Cybele’s Secret
- Cybele’s Secret first edition cover.
- Author: Juliet Marillier
- Cover artist: Kinuko Y. Craft
- Language: English
- Genre: Young adult, fantasy
- Publisher: Pan Macmillan
- Publication date: October 2007
- Publication place: Australia
- Media type: Print (Hardback & Paperback)
- Pages: 410 pp (first edition)
- ISBN: 978-0-330-42354-0
- Preceded by: Wildwood Dancing

= Cybele's Secret =

2007 novel by Juliet Marillier

Cybele's Secret (pronounced /ˈsɪbəliː/ SIB-ə-lee) is a 2007 young adult fantasy novel by Juliet Marillier. It follows the story of Paula who is accompanying her father to Istanbul to purchase a rare artifact of a lost pagan cult. Cybele’s Secret is the companion book to Wildwood Dancing.

==Background==
Cybele's Secret was first published in Australia in October 2007 by Pan Macmillan in trade paperback format. In December 2007 it was published in the United Kingdom by Tor Books in hardback format and in 2008 it was published in the United States by Knopf Books. Cybele’s Secret joint won the 2008 Sir Julius Vogel Award for best young-adult novel with The Sea-wreck Stranger by Anna Mackenzie. It was also a short-list nominee for the 2007 Aurealis Award for best young-adult novel but lost to Anthony Eaton's Skyfall.

==Synopsis/Plot Summary==
Cybele's Secret is the sequel to Wildwood Dancing. It is narrated by Paula, the fourth sister of five and a scholar. She accompanies her father on a business trip to Istanbul to try to find a statue of the goddess Cybele.

Paula's father thinks it appropriate to hire a bodyguard for Paula as the streets in the city are a dangerous place for a young, foreign woman. As Paula is about to make a decision on which man she will hire, another, named Stoyan, shows up. He admits to having left his previous boss alone and exposed, which proved fatal for the boss, but Paula hires him anyway.

After a while, they go to a dinner, where Paula meets an influential lady who runs a women's only library and steam room. She invites Paula to come along one day, which Paula gladly accepts, being excited about the prospects of so many books.
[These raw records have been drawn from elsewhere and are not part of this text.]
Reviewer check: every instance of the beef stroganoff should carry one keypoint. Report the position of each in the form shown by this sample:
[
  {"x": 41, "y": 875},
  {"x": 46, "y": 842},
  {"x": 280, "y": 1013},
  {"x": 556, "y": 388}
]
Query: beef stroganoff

She begins to research Cybele, to see if it would give her a clue as to where the statue was. She knows that time is running out to find the statue; one of her father's colleagues is already murdered because of it and there are rumours of a religious cult of Cybele's followers somewhere in Istanbul. Paula finds some old records with delicate pictures around the edge, on which appear strange words that only she can see. She soon realises that the faerie folk have given her a task, as they did her older sister Jena several years ago, but does not know what it is, only having a few words from the witch Dragutsa to go off; 'You must help an old friend of mine.' Paula ropes her Stoyan into helping with the quest, and also begins to teach him how to read and write.

To find the statue, Paula must join with a daring and dangerous pirate named Duarte, who has promised a friend that he would return one day to the island where they have found out that the statue is kept. Paula finds herself drawn to him as she also is to Stoyan.
They set out for the island on the pirate's ship to find the statue. Paula's father does not know about this. On the island they find many perils, including the influential lady who owns the library that Paula has been using, and who turns out to be the leader of the religious cult. She admits to wanting the statue for herself and followers, and is willing to kill to get it. Paula, Stoyan and Duarte have to journey through a cave and pass certain tests such as helping Tati, (Paula's sister who goes to live with Sorrow in the Faerie realm at the end of Wildwood Dancing) without speaking to or touching her. They achieve this through Stoyan's amazing control of dogs. Then they must choose a gift each. Paula chooses a tapestry of five girls sewn to look like her and her sisters. The influential lady chooses the statue, which Paula, Duarte and Stoyan did not realise was an option.

Another task is that Paula must collect three tiny creatures which sit on her arms and head.

After the many tasks, they come out of the cave into another place on the island. The cave begins to collapse, shaking and dropping stones, with their opponents still inside. Faced with the choice of saving herself or dying with her guard, the cult's leader chooses to die with the guard she took such good care of the whole time.

The statue is placed back where it should belong, with the villagers who live on the island and who are the true worshippers of Cybele.

The adventurers return to Istanbul, upon which Paula eventually realises that yes, she is in love with Stoyan. They decide to get married back at Paula's home, which is a welcome event to everyone, including Stela, who exclaims that maybe since Tati and Jena have had their tasks, and Iulia is married, it will be her turn to go back to the Faerie realm, and she will be able to see Ildephonsus and all her other little friends again.